まあ、内容は紹介するようなものではないです。歌手稼業をやっているさなかに、学生運動の委員長だかなんだかをやっている男と出会い、恋愛関係に。やがてダンナは首相官邸への突入を試みて逮捕され。
(ここで首をかしげてしまったのだが、官邸に突入して、それで何をどうする気でいたのだろうか?結局、タイホされて終わりだろう。理由を問えばおそらくややこしい闘争論理が延々と返って来るんだろうけど、その内実は安いヒロイズムだけじゃないのかなあ)
続きだが。そしてダンナは逮捕されムショ送りとなり、彼女は自分が妊娠しているのに気付く。
もうさあ、絵に描いたような世界ですわね。私は若い頃、ワンランク社会意識の高い東大生歌手でございました。学生運動の闘士と恋愛関係でございました。しかもペーペーの活動家じゃないぞ、委員長だぞ。一般社会の因習に閉じ込められた考え方はしないので、好きな時に子供とかも生んでしまうぞ。
昔、早川義夫氏が、加藤登紀子の臭い臭いステージに辟易して野次を飛ばした思い出など書いておられたけど、もう、その種の臭さが臆面もなく場面に充満する。
新宿ゴールデン街(だよね。出ると思った、この場所)に昔馴染みの飲み屋をたずねると、かっての名物女主人はもう亡くなっていたけれど、彼女とダンナの昔の馴染みと言う客が”偶然”居合わせる。しかも彼は”在日”のヒトである。もう、どこまでもどこまでも絵に描いたような”定番”の連発。

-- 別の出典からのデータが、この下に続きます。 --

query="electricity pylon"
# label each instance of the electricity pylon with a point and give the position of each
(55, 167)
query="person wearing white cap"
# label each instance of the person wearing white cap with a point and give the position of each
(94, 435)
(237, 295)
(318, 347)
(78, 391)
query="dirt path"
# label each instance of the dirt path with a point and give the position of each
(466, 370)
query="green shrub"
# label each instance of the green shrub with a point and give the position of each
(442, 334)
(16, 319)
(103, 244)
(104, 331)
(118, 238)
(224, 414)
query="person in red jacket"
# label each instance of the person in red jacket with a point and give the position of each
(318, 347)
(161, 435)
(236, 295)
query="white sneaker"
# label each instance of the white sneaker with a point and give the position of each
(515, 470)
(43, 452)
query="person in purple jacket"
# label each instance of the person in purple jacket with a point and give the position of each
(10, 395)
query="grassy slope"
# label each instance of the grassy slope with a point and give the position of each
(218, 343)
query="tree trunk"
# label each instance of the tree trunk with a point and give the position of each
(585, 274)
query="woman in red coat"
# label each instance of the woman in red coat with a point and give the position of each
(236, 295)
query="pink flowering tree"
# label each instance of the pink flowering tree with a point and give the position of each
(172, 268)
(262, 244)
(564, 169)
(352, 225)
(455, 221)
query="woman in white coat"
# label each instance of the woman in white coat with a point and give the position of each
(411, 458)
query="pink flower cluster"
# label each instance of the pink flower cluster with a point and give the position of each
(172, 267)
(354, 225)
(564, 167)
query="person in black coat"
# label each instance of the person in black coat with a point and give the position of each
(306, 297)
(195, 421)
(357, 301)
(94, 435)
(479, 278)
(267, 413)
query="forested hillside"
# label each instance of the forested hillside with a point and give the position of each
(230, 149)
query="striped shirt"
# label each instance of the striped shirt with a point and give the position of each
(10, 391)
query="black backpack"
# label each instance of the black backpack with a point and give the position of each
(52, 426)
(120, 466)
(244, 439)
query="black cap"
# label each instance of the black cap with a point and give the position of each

昔のサヨクのヒトの格好の酒の肴、みたいな話ですな。「俺も若い頃は、権力と戦ったもんだ」なんて言ってねえ。彼女はその夢の具現化のごとき一幕芝居を演じて見せる。そんな彼女を「オトキさん」とか呼んで(ゾワ^_^;)良い調子に酔っ払える種族の愛玩物として。
私はもちろん、そんな人種ではないんで、その一幕芝居に「臭い」と顔をしかめる権利がある。
そして彼女はダンナとの思い出の場所である京都なども訪ね、かっての学生運動の”闘志”連中とエリート臭フンプンたる”思い出話”に興ずるのである。いいけどさあ、”同窓会”なんか勝手にやってれば。ただ、テレビなんかで臆面もなく全国中継するなっていうんだよなあ。
それにしても、そこで語られる亡きダンナの肖像ってのが、昔のサヨクの典型なんだけど、それはつまり、ゴリゴリの”昔の日本の男”なんだよねえ。「お前らは余計な事を考えず、俺の言う事を聞いていればいいんだ」言いたいことは要するにこれだけね。
私としては、自分がウヨクもサヨクもまったく信じる気になれない理由を再確認させていただきました。同じ人種じゃねえか、あいつら。右も左も。
というわけで。まあ、今回の文章の音楽的な結論としては、「”百万本のバラ”をボサノバにアレンジして歌うな」これです。